Kitap Tanıtımı |
İlk hakemlik yıllarımda çok agresiftim. Aileme küfür edildiğini
duyunca tribüne dönüp cevap veriyordum. Hakemi aslana, sahayı
kafese, seyircileri de kediye benzetiyorum. Kediler maç boyunca
aslana kafa tutuyor. Ama maç bitince aslan kafesten çıkıyor, seyirci
hiçbir yerde yok. Olgunlaştıkça hiç umursamamaya başladım. Bana
ibne demeleri beni sadece güldürür. Ben eşcinselim, ibne değil.

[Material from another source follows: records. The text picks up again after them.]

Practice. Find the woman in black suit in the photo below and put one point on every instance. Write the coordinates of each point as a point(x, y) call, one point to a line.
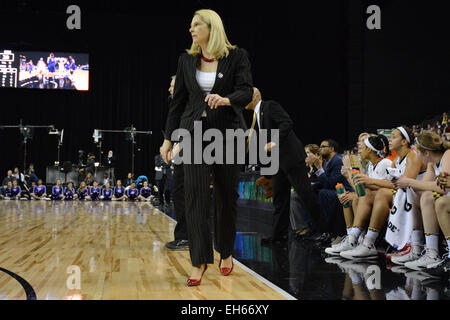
point(214, 84)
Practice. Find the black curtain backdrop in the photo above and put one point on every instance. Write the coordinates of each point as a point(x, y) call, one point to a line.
point(317, 58)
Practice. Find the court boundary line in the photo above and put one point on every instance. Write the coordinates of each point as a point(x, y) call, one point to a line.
point(247, 269)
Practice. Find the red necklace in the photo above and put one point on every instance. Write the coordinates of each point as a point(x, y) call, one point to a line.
point(206, 59)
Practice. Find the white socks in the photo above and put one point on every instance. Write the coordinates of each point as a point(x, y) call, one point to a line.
point(417, 238)
point(354, 234)
point(432, 241)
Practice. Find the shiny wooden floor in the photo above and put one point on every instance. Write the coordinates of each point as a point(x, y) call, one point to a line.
point(106, 250)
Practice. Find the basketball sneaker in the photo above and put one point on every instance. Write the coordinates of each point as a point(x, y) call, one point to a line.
point(412, 255)
point(344, 245)
point(406, 249)
point(363, 251)
point(430, 257)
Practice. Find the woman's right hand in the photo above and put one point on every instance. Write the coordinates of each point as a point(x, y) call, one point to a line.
point(165, 150)
point(344, 172)
point(347, 197)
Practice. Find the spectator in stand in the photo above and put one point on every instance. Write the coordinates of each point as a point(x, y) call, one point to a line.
point(431, 149)
point(83, 192)
point(329, 174)
point(145, 193)
point(107, 193)
point(119, 192)
point(18, 175)
point(129, 181)
point(408, 164)
point(57, 191)
point(90, 164)
point(94, 191)
point(69, 192)
point(89, 180)
point(9, 178)
point(16, 191)
point(312, 159)
point(39, 192)
point(31, 176)
point(8, 191)
point(133, 192)
point(106, 180)
point(376, 150)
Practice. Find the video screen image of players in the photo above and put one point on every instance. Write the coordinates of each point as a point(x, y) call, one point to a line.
point(54, 70)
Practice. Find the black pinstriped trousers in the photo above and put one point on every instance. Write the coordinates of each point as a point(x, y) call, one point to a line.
point(197, 179)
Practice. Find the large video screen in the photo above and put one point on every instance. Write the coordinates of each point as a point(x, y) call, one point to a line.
point(44, 70)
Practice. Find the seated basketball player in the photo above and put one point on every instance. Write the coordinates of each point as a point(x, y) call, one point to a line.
point(8, 191)
point(83, 192)
point(107, 193)
point(133, 192)
point(16, 191)
point(69, 192)
point(119, 192)
point(95, 191)
point(146, 192)
point(57, 191)
point(39, 192)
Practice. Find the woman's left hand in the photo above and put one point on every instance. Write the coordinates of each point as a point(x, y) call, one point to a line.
point(214, 101)
point(268, 147)
point(361, 179)
point(402, 182)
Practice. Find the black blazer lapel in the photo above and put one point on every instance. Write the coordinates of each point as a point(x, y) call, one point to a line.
point(262, 124)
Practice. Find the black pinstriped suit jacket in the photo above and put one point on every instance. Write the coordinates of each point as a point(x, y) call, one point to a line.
point(233, 80)
point(273, 116)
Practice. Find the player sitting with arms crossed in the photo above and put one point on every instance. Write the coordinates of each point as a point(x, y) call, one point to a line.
point(57, 191)
point(119, 192)
point(107, 193)
point(39, 192)
point(146, 192)
point(69, 192)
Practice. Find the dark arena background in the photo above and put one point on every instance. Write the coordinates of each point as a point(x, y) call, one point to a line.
point(333, 75)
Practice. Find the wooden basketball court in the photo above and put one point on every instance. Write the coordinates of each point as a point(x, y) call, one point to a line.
point(105, 250)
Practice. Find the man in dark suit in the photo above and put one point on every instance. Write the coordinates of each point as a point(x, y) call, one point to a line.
point(329, 174)
point(110, 162)
point(162, 178)
point(292, 170)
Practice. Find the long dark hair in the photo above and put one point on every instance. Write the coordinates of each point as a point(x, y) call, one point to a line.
point(381, 144)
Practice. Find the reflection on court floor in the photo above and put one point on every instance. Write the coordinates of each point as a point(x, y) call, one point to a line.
point(105, 250)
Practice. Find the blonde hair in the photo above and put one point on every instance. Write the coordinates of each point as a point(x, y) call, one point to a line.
point(218, 44)
point(430, 141)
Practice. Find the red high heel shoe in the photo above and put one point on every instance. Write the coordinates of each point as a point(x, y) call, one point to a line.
point(195, 282)
point(226, 271)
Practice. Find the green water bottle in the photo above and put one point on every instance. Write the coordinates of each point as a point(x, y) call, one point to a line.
point(360, 190)
point(340, 190)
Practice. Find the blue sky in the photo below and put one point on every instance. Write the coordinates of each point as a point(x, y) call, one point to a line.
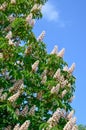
point(65, 24)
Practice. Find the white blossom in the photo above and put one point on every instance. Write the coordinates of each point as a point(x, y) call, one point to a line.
point(70, 124)
point(29, 18)
point(55, 50)
point(61, 53)
point(57, 74)
point(25, 125)
point(64, 93)
point(16, 127)
point(32, 110)
point(44, 79)
point(55, 118)
point(71, 69)
point(3, 97)
point(14, 97)
point(9, 35)
point(71, 99)
point(70, 115)
point(41, 36)
point(11, 42)
point(3, 6)
point(13, 1)
point(35, 65)
point(65, 68)
point(11, 18)
point(36, 7)
point(64, 83)
point(1, 55)
point(75, 127)
point(55, 89)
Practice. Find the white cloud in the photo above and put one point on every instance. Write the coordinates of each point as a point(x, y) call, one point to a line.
point(50, 13)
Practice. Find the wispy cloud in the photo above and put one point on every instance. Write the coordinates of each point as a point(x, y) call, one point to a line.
point(50, 13)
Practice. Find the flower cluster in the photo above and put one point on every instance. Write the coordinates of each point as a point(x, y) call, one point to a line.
point(41, 36)
point(24, 126)
point(55, 89)
point(30, 20)
point(70, 124)
point(71, 69)
point(35, 65)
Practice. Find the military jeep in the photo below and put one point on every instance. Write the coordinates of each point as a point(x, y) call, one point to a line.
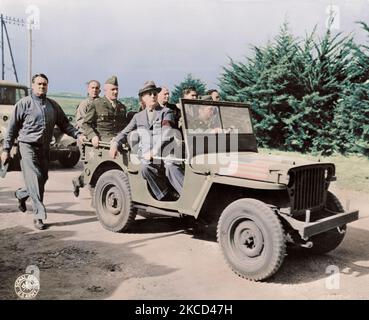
point(260, 203)
point(62, 147)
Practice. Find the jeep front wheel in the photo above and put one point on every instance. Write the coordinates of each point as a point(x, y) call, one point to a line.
point(112, 200)
point(252, 239)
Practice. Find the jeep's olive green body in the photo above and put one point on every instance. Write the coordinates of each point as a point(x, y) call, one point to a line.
point(62, 147)
point(262, 176)
point(259, 201)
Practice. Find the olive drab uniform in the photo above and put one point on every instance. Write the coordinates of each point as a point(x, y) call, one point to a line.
point(104, 118)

Seyircinin de ibnelikten anladığı zaten entrika çevirmek
Halil İbrahim Dinçdağ, Türkiyede futbol ortamında eşcinsel
kimliğiyle var olma mücadelesi veren ilk kişi. Eşcinsel kimliğinden
ötürü hakemliği sürdürmesi engellenen Dinçdağ, Burcu Karakaşın
kendisiyle yaptığı uzun söyleşide, futbolun erkek ortamındaki
macerasını anlatıyor. Sadece futbol dünyasında değil, Trabzonda,
muhafazakâr bir çevrede, cemaat yurtlarında ve bir inanan olarak
varolma uğraşı var bu maceranın içinde. Ve tabii ikiyüzlü bir dışlama
pratiği var.
Eşcinsellerin Türkiyedeki tanınma mücadelesini ve futbolun da bu
mücadelenin bir alanı haline gelmesini, Bawer Çakırın kitaptaki
yazısından izliyoruz. Bawer Çakır, öznel deneyimiyle nesnel durumu
harmanlayarak anlatıyor bu mücadeleyi.
Yalnız LGBT hareketi içindekilerin değil, aynı zamanda herkesin
özellikle de homofobların okumasını şiddetle öneririm.